SA's sides must stay 'solo'

2011-11-29 12:26

Rob Houwing

Arranged marriages in South African rugby don’t work ... there has to be a better way of fitting the Southern Kings into the Super Rugby puzzle than by merging them with the Cheetahs.

Artificial solutions, I think it is apt to say, all too often only lead to a plethora of new problems.

Finding the right way to satisfy the generally noble quest to put Eastern Cape rugby truly back on the map - by installing it into the southern hemisphere money-spinner, ideally planned from 2013 - remains a matter of great difficulty and complexity, with no easy answers right now.
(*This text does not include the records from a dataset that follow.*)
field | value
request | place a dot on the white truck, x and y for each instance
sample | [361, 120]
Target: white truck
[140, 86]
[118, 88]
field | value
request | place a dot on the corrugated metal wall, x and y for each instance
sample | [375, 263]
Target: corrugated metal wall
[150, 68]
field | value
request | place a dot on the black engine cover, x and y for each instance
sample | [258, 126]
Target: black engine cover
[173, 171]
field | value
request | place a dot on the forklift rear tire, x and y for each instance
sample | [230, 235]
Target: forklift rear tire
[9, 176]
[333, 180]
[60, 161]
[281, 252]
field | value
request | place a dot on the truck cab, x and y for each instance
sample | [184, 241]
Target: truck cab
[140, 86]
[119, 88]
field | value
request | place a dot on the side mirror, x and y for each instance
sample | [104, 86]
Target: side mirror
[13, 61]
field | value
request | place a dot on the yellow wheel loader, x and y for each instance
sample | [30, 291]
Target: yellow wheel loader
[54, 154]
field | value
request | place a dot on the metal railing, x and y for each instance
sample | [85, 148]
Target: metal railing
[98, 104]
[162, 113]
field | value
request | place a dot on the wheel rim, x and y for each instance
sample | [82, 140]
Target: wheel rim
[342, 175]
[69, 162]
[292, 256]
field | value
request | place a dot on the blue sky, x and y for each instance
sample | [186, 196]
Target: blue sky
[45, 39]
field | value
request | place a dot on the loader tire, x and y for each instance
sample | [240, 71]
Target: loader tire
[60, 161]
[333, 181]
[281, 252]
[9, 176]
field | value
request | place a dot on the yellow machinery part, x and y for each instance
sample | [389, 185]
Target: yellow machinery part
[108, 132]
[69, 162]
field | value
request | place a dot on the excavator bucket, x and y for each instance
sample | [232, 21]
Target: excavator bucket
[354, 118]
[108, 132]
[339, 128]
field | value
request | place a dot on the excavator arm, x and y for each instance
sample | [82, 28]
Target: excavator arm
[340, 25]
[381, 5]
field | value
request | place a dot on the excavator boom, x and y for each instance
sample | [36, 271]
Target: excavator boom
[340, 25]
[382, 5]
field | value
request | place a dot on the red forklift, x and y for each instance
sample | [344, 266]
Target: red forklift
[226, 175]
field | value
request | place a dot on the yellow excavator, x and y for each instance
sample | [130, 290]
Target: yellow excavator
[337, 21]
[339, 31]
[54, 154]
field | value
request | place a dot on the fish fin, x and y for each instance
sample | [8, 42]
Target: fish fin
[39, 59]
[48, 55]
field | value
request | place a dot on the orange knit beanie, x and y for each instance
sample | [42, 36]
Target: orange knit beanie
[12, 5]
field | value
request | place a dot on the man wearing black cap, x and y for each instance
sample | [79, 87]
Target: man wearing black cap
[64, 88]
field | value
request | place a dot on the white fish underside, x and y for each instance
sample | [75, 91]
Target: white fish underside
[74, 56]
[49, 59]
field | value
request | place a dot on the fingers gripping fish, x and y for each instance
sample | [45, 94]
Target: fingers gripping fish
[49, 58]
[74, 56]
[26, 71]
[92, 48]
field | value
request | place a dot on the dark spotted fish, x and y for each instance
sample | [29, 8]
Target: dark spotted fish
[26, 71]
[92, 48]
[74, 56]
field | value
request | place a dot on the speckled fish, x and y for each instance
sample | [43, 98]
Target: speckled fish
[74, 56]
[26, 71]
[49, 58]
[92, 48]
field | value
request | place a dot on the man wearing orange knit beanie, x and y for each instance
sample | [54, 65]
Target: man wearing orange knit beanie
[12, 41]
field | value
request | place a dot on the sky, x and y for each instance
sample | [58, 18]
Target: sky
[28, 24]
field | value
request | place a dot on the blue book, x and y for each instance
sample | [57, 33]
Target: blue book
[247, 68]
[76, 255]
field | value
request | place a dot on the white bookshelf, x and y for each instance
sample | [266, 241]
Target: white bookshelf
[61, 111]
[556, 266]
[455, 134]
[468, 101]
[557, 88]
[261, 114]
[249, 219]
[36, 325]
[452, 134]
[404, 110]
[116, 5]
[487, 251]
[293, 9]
That is especially since the Kings had rather a comeuppance, on their supposedly earnest road to broader recognition, during the last Currie Cup first division campaign when they were significantly eclipsed by the Boland Cavaliers who gave them respective nasty hidings (including in the final).

The Kings team also didn’t blaze any particularly glorious trail in terms of transformation, which is one of the key objectives from both the region’s rugby bosses and government - the latter, of course, never hovering very far from any debate on when and how to accommodate them at a higher level.

With solutions in short supply at present, speculation has drifted toward what is arguably a crudely manufactured alliance with the Cheetahs.

Protesting, the veteran Cheetahs boss Harold Verster has already stated the glaringly obvious, logistically, in making the hardly unreasonable point that “there are few flights between Bloemfontein and Port Elizabeth and you can’t drive 650km every time”. 

So the geographical synergy is awkward, to say the least, and trying to foster a meaningful cultural bond, if you like, between the two very different rugby regions just seems a goal fraught with fruitlessness.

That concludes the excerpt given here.